Busemann functions on \(\Re_{\text RI}(m,n)\) and \(\Re_{\text{IV}}(n)\) (Q1425359)

For a complete Riemannian manifold \(M\), let \(r(t)\) be a geodesic ray, where \(t\) is the arc length parameter, and \(d\) the Riemannian distance on \(M\). The function \(\beta_r\) defined by \(\beta_r(x):=\lim_{t\to\infty}(d(x,r(t))-t)\), \(x\in M\), is called the Busemann function determined by \(r\). \textit{J. Q. Zhong} [Acta Math. Sin. 33, No. 5, 577--591 (1990; Zbl 0716.53046)] has obtained the Busemann function on the so-called Cartan domain of the first type explicitly and also announced that his method is suitable for the Cartan domains of the second and third type [see also \textit{M. Kou} and \textit{Z. Zhao}, Adv. Math., Beijing 30, No. 5, 414--426 (2001; Zbl 1004.32008)]. Let \(\mathbb{R}^{m\times n}\) be the set of all real \(m\times n\) matrices.

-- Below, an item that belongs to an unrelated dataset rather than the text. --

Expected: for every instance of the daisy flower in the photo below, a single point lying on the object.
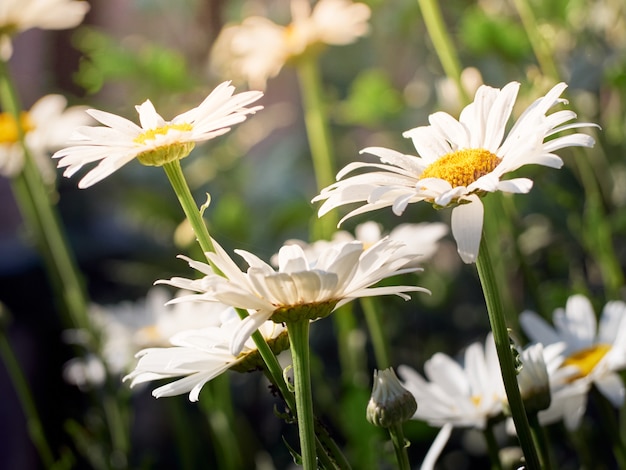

In this paper, an explicit formula for the Busemann function on \(\{X\in \mathbb{R}^{m\times n}\;| \;I-XX'>0\}\), \(m\leq n\) [resp. \(\{z=(z_1,\dots, z_n)\in \mathbb{C}^n\;| \;1+| zz'| ^2-2| z| ^2>0,\;1-| zz'| >0\}\), that is the Cartan domain of the fourth type] determined by any geodesic ray through \(0\) [resp. the geodesic ray joining \(0\) to \(\lambda=(\lambda_1, i\lambda_2, 0,\dots,0)\), \(\lambda_1\geq\lambda_2\geq 0\) and \(1>\lambda_1+\lambda_2\)] is established.